Le résultat se voit tout de suite. Le goudron noir devient blanc, mais l’objectif n’est pas esthétique. Il s’agit de limiter l’échauffement de la surface avant les fortes chaleurs, pour éviter que le bitume se ramollisse, se dégrade ou devienne dangereux, notamment pour les deux-roues. Dans plusieurs départements plus habitués aux étés brûlants, le blanchiment des routes sert déjà à prévenir le ressuage, ce moment où le liant bitumineux remonte et fait perdre de l’adhérence.
La Métropole précise que le procédé testé ici n’est pas le lait de chaux habituellement utilisé ailleurs, mais un mélange de Colas qu’elle présente comme plus neutre pour l’environnement. Le traitement est temporaire : la blancheur doit rester visible environ deux semaines, puis s’effacer naturellement. Il doit aussi être posé au bon moment, juste avant les épisodes de chaleur, ce qui en fait moins un chantier classique qu’une intervention préventive.
La RD982 n’est pas un laboratoire fermé, mais une route du quotidien, entre plateau, vallée de Seine et communes de l’ouest rouennais. En la choisissant, la Métropole montre une partie peu spectaculaire de son travail : faire durer un réseau dont elle assure la gestion sur environ 2 700 km de voies, dont 740 km d’anciennes routes départementales.
La chaleur devient aussi une affaire d’entretien courant. À la fin juin, l’Université de Rouen Normandie a relevé, dans ses travaux sur les îlots de chaleur, 39,9 °C au Théâtre des Arts, avec un ressenti de 45 °C. Le GIEC local avait déjà décrit une métropole appelée à connaître des canicules plus fréquentes et un îlot de chaleur renforcé. Pour les routes, cela ne se traduit pas seulement par des discours sur l’adaptation : cela peut se jouer jusque dans la tenue de la chaussée.
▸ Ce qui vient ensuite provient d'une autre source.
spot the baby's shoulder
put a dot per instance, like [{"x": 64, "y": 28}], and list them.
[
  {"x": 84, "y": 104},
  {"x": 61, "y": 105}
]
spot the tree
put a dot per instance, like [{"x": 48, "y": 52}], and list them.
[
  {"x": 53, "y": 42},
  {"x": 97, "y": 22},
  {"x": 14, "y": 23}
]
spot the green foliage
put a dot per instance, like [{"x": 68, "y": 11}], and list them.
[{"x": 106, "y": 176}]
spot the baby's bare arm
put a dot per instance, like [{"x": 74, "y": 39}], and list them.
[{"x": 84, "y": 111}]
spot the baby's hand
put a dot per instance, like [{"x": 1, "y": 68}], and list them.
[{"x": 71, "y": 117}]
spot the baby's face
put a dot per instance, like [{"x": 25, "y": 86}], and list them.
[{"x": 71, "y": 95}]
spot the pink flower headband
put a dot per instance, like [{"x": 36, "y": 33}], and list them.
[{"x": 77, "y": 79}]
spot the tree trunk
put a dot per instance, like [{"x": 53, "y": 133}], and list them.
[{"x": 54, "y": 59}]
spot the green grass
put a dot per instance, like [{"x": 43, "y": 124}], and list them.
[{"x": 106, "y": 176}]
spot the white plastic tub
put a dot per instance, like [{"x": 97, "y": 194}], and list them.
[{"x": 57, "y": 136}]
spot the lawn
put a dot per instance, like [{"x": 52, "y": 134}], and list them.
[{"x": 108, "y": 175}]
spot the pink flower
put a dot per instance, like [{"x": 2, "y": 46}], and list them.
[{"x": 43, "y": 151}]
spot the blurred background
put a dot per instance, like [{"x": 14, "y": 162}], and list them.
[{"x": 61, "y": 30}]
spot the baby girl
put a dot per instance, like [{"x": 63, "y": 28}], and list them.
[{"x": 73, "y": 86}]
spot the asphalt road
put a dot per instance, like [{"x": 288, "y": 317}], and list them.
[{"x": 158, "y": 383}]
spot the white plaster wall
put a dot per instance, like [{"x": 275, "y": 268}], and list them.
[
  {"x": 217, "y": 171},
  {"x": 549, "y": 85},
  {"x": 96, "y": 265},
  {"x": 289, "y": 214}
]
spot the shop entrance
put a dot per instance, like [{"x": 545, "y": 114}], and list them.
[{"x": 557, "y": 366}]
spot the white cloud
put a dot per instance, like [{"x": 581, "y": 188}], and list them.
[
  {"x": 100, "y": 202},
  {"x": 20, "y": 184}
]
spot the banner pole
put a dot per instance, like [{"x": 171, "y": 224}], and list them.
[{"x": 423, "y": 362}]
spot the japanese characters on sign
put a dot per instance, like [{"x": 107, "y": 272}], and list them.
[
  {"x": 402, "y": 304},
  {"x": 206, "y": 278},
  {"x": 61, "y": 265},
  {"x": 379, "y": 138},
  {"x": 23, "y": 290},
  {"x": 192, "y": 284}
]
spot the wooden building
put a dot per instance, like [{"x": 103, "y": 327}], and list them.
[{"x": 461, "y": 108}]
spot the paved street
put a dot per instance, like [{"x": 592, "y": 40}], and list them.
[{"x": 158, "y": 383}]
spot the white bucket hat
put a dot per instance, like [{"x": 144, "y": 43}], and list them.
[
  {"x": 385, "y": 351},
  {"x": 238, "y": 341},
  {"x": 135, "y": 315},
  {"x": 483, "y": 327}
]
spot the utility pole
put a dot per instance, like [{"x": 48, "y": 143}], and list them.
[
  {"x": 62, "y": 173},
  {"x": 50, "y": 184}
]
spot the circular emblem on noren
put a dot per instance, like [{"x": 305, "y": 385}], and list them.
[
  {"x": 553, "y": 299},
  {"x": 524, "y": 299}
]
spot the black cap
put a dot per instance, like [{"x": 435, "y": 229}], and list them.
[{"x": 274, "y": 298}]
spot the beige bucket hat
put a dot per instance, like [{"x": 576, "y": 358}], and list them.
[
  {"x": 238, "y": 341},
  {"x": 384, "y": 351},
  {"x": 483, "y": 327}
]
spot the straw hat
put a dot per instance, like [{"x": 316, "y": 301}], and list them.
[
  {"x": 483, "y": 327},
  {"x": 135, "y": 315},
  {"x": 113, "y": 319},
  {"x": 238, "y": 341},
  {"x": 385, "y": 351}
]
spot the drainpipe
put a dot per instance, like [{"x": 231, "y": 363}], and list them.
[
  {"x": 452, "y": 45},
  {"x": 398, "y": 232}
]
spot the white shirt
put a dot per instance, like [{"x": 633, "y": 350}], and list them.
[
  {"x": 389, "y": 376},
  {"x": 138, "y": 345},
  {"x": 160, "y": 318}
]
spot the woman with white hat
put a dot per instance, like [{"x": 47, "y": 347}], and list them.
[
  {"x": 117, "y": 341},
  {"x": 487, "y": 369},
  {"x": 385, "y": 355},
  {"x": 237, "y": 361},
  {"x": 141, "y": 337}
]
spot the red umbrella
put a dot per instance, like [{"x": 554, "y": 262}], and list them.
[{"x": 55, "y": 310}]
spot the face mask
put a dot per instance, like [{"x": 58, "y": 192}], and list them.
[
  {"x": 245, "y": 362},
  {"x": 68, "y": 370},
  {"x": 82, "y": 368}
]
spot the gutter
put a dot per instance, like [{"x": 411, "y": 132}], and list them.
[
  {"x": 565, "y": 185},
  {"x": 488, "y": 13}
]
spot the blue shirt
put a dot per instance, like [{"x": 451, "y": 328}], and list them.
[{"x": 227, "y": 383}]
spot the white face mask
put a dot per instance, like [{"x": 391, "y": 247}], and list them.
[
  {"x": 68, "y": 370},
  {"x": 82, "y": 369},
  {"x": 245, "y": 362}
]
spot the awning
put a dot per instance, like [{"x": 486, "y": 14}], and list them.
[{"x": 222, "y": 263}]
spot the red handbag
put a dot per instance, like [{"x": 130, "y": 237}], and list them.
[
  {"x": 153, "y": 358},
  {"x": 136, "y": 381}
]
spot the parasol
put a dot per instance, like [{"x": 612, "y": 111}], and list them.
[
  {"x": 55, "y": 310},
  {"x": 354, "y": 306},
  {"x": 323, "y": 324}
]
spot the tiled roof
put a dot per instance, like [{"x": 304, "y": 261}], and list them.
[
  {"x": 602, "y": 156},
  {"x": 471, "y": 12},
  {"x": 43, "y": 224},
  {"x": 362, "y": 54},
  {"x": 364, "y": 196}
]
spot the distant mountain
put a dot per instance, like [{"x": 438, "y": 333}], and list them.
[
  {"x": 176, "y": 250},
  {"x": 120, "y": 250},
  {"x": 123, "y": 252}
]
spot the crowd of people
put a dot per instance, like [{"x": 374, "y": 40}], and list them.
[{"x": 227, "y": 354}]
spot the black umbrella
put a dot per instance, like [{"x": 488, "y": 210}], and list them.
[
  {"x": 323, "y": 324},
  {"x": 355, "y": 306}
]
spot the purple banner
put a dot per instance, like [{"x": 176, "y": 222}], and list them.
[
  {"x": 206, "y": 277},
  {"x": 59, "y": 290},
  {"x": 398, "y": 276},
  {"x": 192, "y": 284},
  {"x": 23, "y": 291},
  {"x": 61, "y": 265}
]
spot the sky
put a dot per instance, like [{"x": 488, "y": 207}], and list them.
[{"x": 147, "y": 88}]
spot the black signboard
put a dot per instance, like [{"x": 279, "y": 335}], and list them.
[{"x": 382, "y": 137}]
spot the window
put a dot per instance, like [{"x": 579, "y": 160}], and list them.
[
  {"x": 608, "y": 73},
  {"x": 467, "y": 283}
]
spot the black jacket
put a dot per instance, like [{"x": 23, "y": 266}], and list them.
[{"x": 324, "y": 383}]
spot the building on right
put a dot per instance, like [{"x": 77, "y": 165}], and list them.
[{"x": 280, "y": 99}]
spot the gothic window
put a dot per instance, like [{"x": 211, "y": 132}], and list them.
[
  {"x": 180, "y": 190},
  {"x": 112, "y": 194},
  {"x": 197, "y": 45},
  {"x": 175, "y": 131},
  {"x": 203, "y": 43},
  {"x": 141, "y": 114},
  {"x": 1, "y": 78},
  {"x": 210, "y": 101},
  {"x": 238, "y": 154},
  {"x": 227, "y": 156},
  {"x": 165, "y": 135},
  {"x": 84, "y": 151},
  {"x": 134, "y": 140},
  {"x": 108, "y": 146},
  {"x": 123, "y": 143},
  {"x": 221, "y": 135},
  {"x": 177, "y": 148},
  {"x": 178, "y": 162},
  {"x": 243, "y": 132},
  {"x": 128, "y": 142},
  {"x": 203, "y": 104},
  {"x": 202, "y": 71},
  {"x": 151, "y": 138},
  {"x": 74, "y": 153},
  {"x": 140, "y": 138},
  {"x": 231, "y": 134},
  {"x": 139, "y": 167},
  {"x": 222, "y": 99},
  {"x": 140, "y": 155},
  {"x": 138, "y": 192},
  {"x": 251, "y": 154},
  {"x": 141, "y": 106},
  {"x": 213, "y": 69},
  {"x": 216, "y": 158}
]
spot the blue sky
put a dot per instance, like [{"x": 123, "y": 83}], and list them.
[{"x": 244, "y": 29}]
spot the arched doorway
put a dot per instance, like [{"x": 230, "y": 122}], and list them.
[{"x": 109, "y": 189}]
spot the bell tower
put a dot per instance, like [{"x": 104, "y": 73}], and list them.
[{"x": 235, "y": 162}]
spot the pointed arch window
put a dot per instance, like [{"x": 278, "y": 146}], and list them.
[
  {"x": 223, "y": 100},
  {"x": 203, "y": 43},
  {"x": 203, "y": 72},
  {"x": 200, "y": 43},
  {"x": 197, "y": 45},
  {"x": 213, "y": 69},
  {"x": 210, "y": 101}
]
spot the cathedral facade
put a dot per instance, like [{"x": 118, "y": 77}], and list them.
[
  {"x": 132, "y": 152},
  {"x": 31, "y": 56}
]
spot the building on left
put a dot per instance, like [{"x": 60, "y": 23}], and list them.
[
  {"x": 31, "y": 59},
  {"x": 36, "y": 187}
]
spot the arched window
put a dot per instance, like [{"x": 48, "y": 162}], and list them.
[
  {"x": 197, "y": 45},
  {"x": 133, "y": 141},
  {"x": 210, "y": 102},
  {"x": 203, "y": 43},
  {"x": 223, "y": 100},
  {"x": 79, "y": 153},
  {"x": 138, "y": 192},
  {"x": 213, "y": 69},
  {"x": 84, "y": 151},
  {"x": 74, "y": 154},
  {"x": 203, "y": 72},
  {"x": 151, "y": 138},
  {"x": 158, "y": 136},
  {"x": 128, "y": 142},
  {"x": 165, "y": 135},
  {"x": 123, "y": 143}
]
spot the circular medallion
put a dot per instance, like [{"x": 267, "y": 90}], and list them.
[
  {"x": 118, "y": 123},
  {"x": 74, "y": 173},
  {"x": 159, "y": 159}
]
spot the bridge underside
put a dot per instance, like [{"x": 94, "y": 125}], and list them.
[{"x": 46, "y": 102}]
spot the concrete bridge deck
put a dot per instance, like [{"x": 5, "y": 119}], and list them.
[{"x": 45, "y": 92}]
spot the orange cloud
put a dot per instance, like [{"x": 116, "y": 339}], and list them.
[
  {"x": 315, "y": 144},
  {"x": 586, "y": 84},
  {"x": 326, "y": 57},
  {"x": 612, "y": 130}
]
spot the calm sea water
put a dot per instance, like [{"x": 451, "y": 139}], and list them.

Le coût précis de l’expérimentation n’a pas été rendu public, pas plus que le protocole qui permettra d’en mesurer les résultats. Cette absence limite déjà ce que l’on peut dire d’une éventuelle généralisation. Mais le test a le mérite d’être lisible : traiter un tronçon exposé avant qu’il ne souffre, plutôt que réparer plus lourdement après coup.
Pendant quelques jours, les automobilistes verront surtout une route blanche entre Canteleu et Saint-Martin-de-Boscherville. Derrière cette bande claire, il y a une idée plus sobre : l’entretien des routes doit désormais compter avec des étés capables de faire travailler le bitume.